Para muitos liberais, essa é a chave da derrota. Uma parte considera que foi o director do FBI, James Comey, o principal responsável pela derrocada de Clinton na recta final da campanha. “Afectou-nos muito”, concedeu Jennifer Palmieri, a directora de comunicação da candidatura de Clinton, numa conferência telefónica. Segundo a sua avaliação, a carta do chefe do FBI ao Congresso, a dar conta da reabertura da investigação após a descoberta de novos e-mails suspeitos, “alimentou as dúvidas e as desconfianças” contra Hillary e desmotivou a sua base de apoiantes.» [Público]
   
Parecer:

Não é só em Portugal que os polícias, de toga ou de farda, gostam de "sugerir" aos eleitores em quem não devem votar. Mesmo que o chefe do FBI não tenha sido decisivo no voto, a verdade é que tentou dar o seu golpe de estado. Por cá também houve quem tenha tentado destruir o PS mais de uma vez.
   
Despacho do Director-Geral do Palheiro: «Lamente-se.»
  
 Trump regressa ao isolacionismo
   
«A eleição de Donald Trump varreu as capitais europeias como uma brisa gelada, espalhando descrença e angústia – irá o Presidente eleito cumprir a retórica do candidato? Vai desinvestir na segurança dos aliados e permitir que a Rússia teste até onde pode refazer a sua esfera de influência? Vai quebrar consensos que alicerçam décadas de parceria? Conscientes de que nem tudo pode mudar e admitindo que pouco ficará como antes, os líderes europeus pedem a Trump que esclareça as suas reais intenções em relação ao continente, a começar pela NATO – a aliança a que chamou “obsoleta”.

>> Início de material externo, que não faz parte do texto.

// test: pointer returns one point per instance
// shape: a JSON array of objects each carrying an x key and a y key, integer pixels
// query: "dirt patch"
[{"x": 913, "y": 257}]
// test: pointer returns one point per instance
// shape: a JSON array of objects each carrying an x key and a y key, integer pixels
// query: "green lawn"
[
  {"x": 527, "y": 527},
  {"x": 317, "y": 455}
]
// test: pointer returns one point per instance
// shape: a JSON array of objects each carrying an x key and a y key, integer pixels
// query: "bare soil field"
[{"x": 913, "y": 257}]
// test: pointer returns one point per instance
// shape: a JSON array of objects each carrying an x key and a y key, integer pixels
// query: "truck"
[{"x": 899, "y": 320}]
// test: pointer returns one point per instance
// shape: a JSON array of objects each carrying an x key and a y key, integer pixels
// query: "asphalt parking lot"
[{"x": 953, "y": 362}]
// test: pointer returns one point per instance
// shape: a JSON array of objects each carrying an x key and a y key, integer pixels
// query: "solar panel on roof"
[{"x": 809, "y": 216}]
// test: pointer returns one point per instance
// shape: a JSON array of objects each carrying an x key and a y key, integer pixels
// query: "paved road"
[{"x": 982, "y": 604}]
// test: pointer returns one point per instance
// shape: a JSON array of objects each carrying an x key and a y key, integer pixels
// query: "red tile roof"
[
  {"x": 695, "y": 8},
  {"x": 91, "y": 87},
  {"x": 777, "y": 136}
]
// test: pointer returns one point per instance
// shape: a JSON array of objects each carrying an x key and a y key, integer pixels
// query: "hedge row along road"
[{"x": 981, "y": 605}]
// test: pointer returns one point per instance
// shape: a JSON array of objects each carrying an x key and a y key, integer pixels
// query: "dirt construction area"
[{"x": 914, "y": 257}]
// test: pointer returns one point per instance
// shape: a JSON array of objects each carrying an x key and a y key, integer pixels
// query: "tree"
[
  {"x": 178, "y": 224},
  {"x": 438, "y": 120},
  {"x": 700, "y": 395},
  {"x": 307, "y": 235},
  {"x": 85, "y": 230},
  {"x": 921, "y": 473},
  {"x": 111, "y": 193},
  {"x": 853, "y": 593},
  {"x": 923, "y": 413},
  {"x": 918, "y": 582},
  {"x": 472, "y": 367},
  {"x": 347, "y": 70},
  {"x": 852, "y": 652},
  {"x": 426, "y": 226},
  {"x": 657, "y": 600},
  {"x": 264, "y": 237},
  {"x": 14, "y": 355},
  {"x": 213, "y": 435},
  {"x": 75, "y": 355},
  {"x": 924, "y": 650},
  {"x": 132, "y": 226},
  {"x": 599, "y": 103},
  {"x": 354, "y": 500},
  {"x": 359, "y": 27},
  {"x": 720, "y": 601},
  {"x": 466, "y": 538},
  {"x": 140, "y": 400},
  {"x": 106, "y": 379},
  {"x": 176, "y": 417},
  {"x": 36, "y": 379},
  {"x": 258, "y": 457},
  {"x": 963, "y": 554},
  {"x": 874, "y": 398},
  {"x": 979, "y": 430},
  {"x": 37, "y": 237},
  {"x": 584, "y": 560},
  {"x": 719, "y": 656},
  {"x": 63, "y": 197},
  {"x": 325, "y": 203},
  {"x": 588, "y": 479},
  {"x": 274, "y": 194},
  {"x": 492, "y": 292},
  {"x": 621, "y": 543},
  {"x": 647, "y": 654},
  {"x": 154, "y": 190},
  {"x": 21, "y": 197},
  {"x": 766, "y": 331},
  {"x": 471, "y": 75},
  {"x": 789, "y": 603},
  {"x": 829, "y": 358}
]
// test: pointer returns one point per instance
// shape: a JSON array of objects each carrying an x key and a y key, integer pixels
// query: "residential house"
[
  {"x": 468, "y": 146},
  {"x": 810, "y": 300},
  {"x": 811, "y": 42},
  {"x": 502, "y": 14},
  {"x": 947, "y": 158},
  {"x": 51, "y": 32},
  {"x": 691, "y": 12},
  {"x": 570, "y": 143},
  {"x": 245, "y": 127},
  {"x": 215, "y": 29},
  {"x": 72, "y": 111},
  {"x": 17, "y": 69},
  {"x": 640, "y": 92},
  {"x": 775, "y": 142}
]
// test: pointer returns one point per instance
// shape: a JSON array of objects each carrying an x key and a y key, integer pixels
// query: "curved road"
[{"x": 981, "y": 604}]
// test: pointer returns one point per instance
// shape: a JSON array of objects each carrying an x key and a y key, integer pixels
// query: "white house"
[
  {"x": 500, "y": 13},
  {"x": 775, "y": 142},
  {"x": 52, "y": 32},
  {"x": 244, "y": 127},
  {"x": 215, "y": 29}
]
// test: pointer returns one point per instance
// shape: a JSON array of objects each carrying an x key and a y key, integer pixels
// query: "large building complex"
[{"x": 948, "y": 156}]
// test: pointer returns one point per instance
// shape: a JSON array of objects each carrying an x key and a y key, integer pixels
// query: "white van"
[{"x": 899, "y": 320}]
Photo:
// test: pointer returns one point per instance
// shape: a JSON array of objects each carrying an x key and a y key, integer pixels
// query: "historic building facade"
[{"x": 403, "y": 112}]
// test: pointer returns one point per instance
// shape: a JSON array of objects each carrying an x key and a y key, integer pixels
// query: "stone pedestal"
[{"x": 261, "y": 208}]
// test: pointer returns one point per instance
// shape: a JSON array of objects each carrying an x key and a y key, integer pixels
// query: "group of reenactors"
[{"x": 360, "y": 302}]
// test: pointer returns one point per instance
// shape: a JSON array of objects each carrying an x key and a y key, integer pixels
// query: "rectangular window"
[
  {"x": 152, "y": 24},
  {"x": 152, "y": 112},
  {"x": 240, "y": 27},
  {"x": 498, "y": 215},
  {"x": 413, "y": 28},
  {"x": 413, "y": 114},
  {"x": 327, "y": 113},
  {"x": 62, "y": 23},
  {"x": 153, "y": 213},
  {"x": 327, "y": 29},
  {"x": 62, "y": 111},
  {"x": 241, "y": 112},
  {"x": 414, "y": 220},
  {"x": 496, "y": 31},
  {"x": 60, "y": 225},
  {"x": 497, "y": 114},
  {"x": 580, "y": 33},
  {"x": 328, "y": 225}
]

“O compromisso dos Estados Unidos com a NATO e com a defesa colectiva da Europa é inabalável há 70 anos e estou  confiante de que assim continuará a ser”, disse o secretário-geral da NATO, Jens Stoltenberg, logo após a vitória de Trump, sublinhando que uma Aliança forte “é importante para a Europa, mas também muito importante para os EUA”.» [Público]
   
Parecer:

É bom lembrar que antes do ataque japonês a Pearl Harbour havia um forte movimento americano que se opunha à guerra, movimento que era liderado por Charles Lindberg, um simpatizante de Hitler que esteve ao seu lado na abertura dos jogos olímpicos de Berlim.

Os setores mais conservadores do EUA não são, nem nunca foram grandes aliados da Europa, aliás, não são aliados de ninguém e se apoiaram a defesa da Europa foi em sua própria defesa.
   
Despacho do Director-Geral do Palheiro: «Espere-se para ver.»